The pharmacy benefit for CorSolutions will be provided through Express Scripts, for Diabetex/XLHealth through PBM Plus (an Omnicare Company), and for HeartPartners SM through PacifiCare's Prescription Solutions.

The demonstration will enable CMS to assess whether disease management programs, along with outpatient drug coverage, can improve medical treatment plans, reduce unnecessary hospital admissions, and promote other desirable outcomes. Each participating organization is required to provide a guarantee of its projected savings to the Medicare program.

The organizations will work with CMS to finalize the details of the project and expect to begin enrolling beneficiaries in January 2004.
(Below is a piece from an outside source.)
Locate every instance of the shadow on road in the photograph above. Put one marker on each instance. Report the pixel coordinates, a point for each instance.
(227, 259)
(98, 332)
The demonstration program was mandated by the Medicare, Medicaid and State Child Health Insurance Program Benefits Improvement and Protection Act of 2000. It is the latest in an ongoing series of disease management demonstrations:

  • Earlier this year, Secretary Thompson announced demonstration projects that will allow health care organizations to offer tailored coordinated health plans exclusively to Medicare beneficiaries with conditions such as stroke, congestive heart disease and diabetes.
  • In April 2002, a coordinated care demonstration began to test whether coordinated care can improve medical treatment plans, reduce avoidable hospital admissions and promote other desirable outcomes among Medicare beneficiaries with chronic diseases.
  • A case management demonstration began in the fall of 2001, to test whether intensive case management services for congestive heart failure and diabetes mellitus are cost-effective means of improving clinical outcomes, quality of life, and satisfaction with services for high-risk Medicare fee-for-service beneficiaries.
  • CMS will soon send guidance to states on how Medicaid programs can incorporate disease management services into their benefit plans through the use of waivers or state plan amendments. The new guidance will help states tailor benefits to the needs of enrollees with chronic, or long-term illnesses.
  • CMS plans to launch other disease management demonstrations in the near future, including one focused on beneficiaries with end-stage renal disease and a Medicare fee-for-service population-based demonstration targeting specific diseases such as congestive heart failure, diabetes, and chronic obstructive pulmonary disease in selected areas with underserved and disadvantaged populations.